1593 SHAKES. 3 Hen. VI, III. iii. 188 Did I let passe th' abuse done to my Neece? 1598 {emem} Merry W. V. iii. 8 My husband will not reioyce so much at the abuse of Falstaffe, as he will chafe at the Doctors marrying my daughter. 1682 LUTTRELL Brief Rel. (1857) I. 224 Lieutenant Colonel Quiney..offered an abuse to Sir John Lawrence by pulling him down off the hustings.

6. Violation, defilement (now only in self-abuse).

1580 SIDNEY Arc. II. (T.), Was it not enough for him to have deceived me, and through the deceit abused me, and after the abuse forsaken me? 1751 CHAMBERS Cycl. s.v. Abuse, Self-Abuse is a phrase used by some late writers for the crime of self-pollution.

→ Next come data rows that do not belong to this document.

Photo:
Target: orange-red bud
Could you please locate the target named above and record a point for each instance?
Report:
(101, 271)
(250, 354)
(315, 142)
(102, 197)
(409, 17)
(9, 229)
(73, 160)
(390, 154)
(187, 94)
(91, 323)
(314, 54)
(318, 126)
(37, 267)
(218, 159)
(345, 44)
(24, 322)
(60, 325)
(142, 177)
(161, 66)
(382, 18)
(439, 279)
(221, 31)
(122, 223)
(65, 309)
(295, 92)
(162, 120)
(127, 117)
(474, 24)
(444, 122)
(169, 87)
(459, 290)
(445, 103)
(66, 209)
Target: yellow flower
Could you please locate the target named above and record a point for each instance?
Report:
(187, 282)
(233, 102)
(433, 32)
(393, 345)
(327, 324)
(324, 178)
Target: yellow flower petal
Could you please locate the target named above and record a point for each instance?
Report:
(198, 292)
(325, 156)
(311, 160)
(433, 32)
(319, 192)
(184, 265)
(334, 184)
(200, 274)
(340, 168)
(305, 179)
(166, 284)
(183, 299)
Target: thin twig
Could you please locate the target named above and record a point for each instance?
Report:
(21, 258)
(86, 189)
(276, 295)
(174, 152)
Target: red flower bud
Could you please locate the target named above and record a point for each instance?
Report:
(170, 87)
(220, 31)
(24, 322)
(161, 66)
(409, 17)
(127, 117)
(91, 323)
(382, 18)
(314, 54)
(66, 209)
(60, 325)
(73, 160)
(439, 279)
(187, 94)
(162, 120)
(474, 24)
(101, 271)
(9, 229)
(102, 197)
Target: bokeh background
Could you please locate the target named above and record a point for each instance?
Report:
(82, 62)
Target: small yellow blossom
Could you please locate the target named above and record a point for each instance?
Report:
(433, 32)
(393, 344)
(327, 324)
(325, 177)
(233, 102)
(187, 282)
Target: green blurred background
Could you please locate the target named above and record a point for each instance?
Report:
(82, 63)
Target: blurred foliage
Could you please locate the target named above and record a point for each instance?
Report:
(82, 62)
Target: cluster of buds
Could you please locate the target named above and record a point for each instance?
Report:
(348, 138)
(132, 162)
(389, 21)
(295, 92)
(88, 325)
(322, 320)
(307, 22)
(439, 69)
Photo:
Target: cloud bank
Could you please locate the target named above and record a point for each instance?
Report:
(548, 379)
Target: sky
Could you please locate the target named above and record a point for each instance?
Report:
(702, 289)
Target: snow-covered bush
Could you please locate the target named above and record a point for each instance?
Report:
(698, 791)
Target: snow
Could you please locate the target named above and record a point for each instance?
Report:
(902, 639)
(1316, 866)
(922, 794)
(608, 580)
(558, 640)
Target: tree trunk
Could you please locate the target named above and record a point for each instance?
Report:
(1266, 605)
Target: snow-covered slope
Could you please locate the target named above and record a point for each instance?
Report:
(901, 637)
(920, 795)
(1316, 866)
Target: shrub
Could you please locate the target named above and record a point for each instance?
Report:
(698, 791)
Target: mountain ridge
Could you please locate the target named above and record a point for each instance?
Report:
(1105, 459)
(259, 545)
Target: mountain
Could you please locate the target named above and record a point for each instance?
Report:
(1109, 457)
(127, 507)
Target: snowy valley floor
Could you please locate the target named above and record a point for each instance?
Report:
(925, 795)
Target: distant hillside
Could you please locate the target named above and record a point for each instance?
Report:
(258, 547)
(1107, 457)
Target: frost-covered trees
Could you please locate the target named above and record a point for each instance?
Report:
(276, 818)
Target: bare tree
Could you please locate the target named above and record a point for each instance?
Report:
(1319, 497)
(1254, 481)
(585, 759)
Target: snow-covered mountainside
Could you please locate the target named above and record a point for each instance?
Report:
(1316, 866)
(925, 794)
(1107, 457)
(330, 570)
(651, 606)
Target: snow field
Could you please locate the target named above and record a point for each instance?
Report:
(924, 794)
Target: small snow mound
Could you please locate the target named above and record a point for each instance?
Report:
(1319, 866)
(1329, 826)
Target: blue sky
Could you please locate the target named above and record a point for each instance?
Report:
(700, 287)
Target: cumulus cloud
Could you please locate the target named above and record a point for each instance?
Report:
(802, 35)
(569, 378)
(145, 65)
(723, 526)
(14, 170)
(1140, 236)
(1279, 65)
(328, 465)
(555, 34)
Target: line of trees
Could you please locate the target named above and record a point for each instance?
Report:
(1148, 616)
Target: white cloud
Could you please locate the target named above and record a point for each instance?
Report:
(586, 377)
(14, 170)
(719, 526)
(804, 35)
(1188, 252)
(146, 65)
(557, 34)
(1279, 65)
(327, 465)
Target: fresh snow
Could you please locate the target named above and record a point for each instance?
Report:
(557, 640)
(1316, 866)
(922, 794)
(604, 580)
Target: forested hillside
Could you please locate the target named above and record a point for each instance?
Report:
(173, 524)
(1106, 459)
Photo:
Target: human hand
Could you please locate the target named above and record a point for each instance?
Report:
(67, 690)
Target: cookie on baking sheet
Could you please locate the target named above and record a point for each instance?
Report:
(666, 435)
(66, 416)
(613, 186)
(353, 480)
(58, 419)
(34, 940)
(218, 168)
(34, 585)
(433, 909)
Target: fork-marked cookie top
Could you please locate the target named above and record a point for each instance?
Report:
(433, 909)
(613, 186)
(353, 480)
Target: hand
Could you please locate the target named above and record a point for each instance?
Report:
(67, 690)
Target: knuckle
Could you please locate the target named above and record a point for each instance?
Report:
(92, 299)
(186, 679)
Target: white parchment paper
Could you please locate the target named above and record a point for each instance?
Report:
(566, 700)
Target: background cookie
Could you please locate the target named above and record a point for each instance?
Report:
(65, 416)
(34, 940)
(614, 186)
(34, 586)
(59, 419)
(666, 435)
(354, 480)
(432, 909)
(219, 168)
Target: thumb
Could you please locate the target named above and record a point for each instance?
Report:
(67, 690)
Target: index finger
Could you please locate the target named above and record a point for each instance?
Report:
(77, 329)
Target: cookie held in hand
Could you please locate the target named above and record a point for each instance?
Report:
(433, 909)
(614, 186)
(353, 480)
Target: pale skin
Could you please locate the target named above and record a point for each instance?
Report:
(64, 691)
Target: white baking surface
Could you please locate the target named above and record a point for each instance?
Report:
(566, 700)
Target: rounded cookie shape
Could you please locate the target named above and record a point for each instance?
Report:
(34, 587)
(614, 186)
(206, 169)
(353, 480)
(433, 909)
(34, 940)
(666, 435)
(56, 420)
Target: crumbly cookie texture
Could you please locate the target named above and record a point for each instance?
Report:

7. Injurious speech, reviling, execration; abusive language

1559 Myrroure for Mag. i. 4 Blowen up the blast of all abuse. 1603 SHAKES. Meas. for M. V. i. 347 Harke how the villaine would close now, after his treasonable abuses. 1759 DILWORTH Life of Pope 77 Mr. Pope bore for a long time the gross abuses thrown out by his adversaries. 1780 HARRIS Philol. Enq. (1841) 534 For every past age, when present, has been the object of abuse. a1859 MACAULAY Hist. Eng. (1861) V. xxiv. 128 The two parties, after exchanging a good deal of abuse, came to blows.